Police charged a Chicopee, Massachusetts, woman with “wiretapping” for daring to record her own arrest on her smartphone, a new report reveals.
On May 11 Springfield police confronted Karen Dziewit, 24, for drunk and disorderly conduct near 140 Chestnut Street in Chicopee.
Police charge that as they attempted to force the woman to quiet down and stop her disruptive behavior, she activated the voice recording feature on the cell phone in her purse and recorded the arrest.
The belligerent woman was arrested and, upon taking the inventory of her belongings back at the station, police discovered that the cell phone was actively recording.

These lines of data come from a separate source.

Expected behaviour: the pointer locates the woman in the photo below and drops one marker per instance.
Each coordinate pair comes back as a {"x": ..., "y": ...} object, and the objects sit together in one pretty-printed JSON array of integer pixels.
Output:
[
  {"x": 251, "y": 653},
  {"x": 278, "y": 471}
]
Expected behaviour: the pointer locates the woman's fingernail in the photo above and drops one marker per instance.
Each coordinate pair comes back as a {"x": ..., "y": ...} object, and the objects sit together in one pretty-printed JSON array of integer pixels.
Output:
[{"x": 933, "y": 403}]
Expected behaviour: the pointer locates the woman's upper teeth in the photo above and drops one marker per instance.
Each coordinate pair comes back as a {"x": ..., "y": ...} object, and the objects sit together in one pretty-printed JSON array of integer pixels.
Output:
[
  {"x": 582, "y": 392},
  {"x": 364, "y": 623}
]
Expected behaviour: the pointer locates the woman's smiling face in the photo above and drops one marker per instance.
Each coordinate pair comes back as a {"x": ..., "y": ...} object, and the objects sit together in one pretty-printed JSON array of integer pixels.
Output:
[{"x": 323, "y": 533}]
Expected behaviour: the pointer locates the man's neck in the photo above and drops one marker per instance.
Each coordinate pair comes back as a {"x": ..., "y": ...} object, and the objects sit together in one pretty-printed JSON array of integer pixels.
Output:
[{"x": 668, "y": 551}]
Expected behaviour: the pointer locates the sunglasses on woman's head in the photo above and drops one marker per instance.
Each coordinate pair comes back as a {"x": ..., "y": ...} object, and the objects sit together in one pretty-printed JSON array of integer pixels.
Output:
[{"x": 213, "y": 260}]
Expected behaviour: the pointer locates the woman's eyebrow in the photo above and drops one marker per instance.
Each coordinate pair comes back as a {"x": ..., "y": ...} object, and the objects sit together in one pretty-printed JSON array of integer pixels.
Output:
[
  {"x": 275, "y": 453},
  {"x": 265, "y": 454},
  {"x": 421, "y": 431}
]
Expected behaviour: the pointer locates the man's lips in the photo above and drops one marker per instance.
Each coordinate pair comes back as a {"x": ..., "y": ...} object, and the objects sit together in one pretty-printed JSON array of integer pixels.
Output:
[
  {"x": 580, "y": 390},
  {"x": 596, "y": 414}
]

Police promptly charged Dziewit with “wiretapping,” as well as disorderly conduct and for having open alcohol on the street.
Massachusetts is one of those states that require two-party consent for recordings – meaning those being recorded have to be told they are being recorded and have to agree to the action before it is legal to do so.
The woman was released on her own recognizance the next morning.
This is just another case in a growing body of law about recording police as they carry on their duties in public.
As these cases mount, police are increasingly ending up on the wrong side of the law for charging people with a crime for recording them in public. Even in Massachusetts, a recent lawsuit against police was won by a man who was charged with wiretapping when he recorded his own arrest.
The Supreme Court of the United States has also sided with citizens who record police in public. In 2012 the SCOTUS refused to uphold an Illinois ban on citizens recording police, a decision that left standing a lower court ruling that the ban violated free-speech rights.
By 2014, the Illinois Supreme Court also struck down the recording ban, unanimously overturning the law they said “criminalizes a wide range of innocent conduct.”
Several other states have also ruled that it is legal to record police as they carry out their duties in public.